Eugenio Téllez permanece en Paris trabajando con Hayter,
directamente, primero como “massier”
(aprendiz y asistente) y luego como
coordinador general del taller. Es allí donde recibe a otro joven chileno que se ha inscrito en el
taller: Juan Downey. A los dos años, este último se traslada a Nueva York. Luego,
al cabo de un tiempo, Téllez se convertirá en profesor visitante en la
Universidad de Illinois.
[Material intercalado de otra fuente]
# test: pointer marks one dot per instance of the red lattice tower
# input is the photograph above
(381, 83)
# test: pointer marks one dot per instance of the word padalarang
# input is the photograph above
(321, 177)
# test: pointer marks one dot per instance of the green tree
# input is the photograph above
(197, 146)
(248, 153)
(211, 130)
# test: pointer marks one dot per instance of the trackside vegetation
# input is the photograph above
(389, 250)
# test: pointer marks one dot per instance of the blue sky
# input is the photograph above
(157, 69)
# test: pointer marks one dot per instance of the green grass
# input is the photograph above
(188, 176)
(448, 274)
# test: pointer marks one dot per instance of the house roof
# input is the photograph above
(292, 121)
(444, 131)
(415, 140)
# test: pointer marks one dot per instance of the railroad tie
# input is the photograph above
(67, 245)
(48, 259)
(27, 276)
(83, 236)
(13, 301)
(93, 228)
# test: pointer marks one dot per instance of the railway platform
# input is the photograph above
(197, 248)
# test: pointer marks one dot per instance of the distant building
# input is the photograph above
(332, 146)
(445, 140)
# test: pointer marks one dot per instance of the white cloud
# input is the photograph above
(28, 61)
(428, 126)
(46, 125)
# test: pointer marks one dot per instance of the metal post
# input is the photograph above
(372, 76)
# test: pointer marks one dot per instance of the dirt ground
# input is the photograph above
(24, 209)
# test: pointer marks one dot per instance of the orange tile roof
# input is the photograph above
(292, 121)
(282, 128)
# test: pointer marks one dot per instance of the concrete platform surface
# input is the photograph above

Desde Chicago
visitará constantemente Nueva York y conocerá de cerca la escena a la que se aproximan Castro-Cid y Downey. Estamos hablando de la
segunda mitad de los sesenta y los tres mencionados trabajan con
la galería Fagen.
Luego Téllez se instala en Montreal y recupera el contacto
con artistas quebecquois que había conocido en Paris. ¿Por qué menciono esto? Al escribir el texto
para el muro de ingreso en el MAVI,
pensamos –ambos- en la palabra Dieppe.
Era otro santo-y-seña que iba más allá de un hecho bélico en el que una nación
entera resiente el vacío a flor de piel. La obra de Téllez se ha construido siguiendo el
rigor del desembarco en playas hostiles.
En los setenta convirtió su pasaporte en un cuaderno de dibujo, para
consignar las últimas líneas de repliegue de
cuerpos a los que se les sustrajo el derecho de figurar la historia. Desde ahí reproduce para nosotros las sombras
del combatiente interminable, cuyo cuerpo yace (siempre) tendido en la memoria
como playa o como estepa.
Mientras comienza el desmontaje, me obsequia la traducción francesa de la novela de Theodor
Plievier, Stalingrado, subrayada y
anotada por él mismo. Es decir, dibujada
en los márgenes. Entiendo el por
qué de las sombras propias en las
pinturas que he mencionado al comienzo; porque además, poseen un alcance
suplementario en relación a los límites del esfuerzo humano, por un lado, y por
otro, a lo que significa el cuerpo representado en una situación también
límite, que es la de un ejército en desbandada, que anticipa el derrumbe del
Estado que lo sostiene.
Desde los primeros capítulos, el relato del trabajo de la
compañía de castigo, encargada en enterrar a los muertos recogidos en las
trincheras y en medio de la estepa, congelados, cubiertos de barro, de sangre y
de excremento, hasta la constatación de las
manchas grises recortadas en la bruma, caminando como sombras en el espacio de
la indiferencia objetiva de la derrota,
son elementos que en la pintura de Eugenio Téllez se verifican como sobrevivencias de máquinas de guerra que ya funcionan solas,
para si mismas, operando sobre las ruinas
como destino. Pero bajo la condición de
una humanidad arruinada, en la que es posible acoger la textualidad de un gran poeta,
metamorfoseada por la imaginería del traficante de armas. Frente
a esa condición del conocimiento de la historia, no cabe más que la figura del
pintor frente a una tela instalada sobre el caballete ortopédico, pero en la
que su cuerpo no es más que la sombra de si mismo, coincidiendo con la
regulación del calce entre referente y diferido.